We base our own segmentation network on the DeepLabv3 [31] with some improvements, since it is one of the best performing networks on the Cityscapes dataset.

III CORNER CASE DEFINITION

A consequence of the so-far missing universally accepted definition of a corner case is that there is also no explicit metric existing. Motivated by [17], we will use a predictive approach for corner case detection. The idea is that if a novel or abnormal or critical suddenly occurring situation is technically predictable, it will not pose a major problem to an autonomous driving system, which will then naturally take care of adequate actions. Therefore, for us this would be a don’t care situation, although some might view it as a corner case. So our focus is on technically unpredictable situations. However, it is important to note that not each unpredictable situation in the field of autonomous driving is necessarily a corner case. An aircraft that suddenly enters the camera image in the sky may not be predictable, but luckily in most cases it will be irrelevant for the driving task. As opposed to that, pedestrians, cyclists and other moving objects on the ground are highly relevant classes. Beyond that, even a pedestrian acting in some highly unpredictable manner may be irrelevant for the driving task if it happens at a sufficiently large distance from the vehicle or its future trajectory.

We therefore propose that a corner case is given if there is a relevant object (class) in relevant location that a modern autonomous driving system cannot predict. Therefore, the relevance of a corner case results from the three aspects noted in Figure 2. The relevance of objects and locations, as well as aspects of prediction, will be discussed in the next section.

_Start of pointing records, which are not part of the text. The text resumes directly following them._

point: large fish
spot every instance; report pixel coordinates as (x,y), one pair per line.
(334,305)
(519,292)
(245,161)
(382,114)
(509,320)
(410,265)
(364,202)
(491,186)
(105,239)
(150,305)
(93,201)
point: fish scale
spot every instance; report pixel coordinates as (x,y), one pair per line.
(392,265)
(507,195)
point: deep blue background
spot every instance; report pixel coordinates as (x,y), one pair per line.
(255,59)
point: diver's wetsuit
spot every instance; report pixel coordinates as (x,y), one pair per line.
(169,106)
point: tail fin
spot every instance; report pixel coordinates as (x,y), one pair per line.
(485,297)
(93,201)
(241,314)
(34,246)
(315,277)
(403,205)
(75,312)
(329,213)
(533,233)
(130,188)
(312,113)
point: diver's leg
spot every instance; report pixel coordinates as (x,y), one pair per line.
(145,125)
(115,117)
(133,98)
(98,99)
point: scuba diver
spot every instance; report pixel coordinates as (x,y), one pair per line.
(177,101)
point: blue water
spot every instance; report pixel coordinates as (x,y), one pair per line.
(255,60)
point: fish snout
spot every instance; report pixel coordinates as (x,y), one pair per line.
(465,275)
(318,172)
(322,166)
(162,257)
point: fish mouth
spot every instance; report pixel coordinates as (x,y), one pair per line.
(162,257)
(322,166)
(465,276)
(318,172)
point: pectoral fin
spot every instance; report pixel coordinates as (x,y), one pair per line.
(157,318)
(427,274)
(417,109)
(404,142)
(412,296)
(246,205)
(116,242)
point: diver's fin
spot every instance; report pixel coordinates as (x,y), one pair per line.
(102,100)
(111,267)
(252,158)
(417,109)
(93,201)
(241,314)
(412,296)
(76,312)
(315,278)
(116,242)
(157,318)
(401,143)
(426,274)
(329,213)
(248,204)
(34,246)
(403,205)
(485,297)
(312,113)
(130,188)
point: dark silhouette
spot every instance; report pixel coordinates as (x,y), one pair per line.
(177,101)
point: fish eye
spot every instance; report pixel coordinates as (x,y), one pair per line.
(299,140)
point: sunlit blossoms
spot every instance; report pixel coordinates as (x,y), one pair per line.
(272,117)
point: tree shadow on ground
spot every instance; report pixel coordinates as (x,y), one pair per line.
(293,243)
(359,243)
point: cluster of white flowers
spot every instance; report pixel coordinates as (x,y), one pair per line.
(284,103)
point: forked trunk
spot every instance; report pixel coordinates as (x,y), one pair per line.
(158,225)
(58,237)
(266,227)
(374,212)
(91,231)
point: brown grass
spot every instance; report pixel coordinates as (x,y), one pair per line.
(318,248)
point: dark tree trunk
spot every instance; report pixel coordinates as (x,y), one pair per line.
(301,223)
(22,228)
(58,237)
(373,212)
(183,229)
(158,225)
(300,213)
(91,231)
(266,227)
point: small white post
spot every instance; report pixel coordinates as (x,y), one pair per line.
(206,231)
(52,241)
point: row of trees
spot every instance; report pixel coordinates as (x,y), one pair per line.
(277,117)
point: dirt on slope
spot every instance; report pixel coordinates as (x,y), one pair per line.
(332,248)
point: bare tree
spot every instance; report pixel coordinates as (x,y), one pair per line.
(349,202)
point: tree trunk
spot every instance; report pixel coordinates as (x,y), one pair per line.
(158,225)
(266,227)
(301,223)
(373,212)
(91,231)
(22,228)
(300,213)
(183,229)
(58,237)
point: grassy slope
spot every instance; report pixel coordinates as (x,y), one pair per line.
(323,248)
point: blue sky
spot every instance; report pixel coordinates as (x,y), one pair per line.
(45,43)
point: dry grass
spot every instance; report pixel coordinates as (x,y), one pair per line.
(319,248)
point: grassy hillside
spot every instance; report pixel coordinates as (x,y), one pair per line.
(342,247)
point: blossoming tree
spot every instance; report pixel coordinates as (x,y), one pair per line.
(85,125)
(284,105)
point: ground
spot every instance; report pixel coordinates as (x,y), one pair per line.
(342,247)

IV TOWARDS CORNER CASE DETECTION: FRAMEWORK AND MEASURES

As a working hypothesis we assume that it is possible to detect corner cases with a camera-based system, because, as already mentioned, it is also possible for a human to distinguish normal from unusual events, even when only the video from a mono vehicle camera is available. We limit this work to the detection of non-predictive situations in the context of autonomous driving, meaning a camera in movement. Following our definition of a corner case we need a system that combines the three important aspects (Fig. 2): (1) First, we need an image prediction that gives us the prediction errors for each new frame. (2) Second, we need a semantic segmentation of the input frame that allows us to classify and localize the objects in the scene, with moving objects being considered as relevant (see Table 1), and (3) third, we need a detection system that processes the information from both image prediction and semantic segmentation by information fusion, comprising a check, whether the non-predictable (e.g., jumping) relevant class (e.g., pedestrian) is in a relevant location (will cross trajectory). The following subsections describe each part of the corner case detector that is illustrated in Figure 3, along with the datasets we employ for training, and related measures.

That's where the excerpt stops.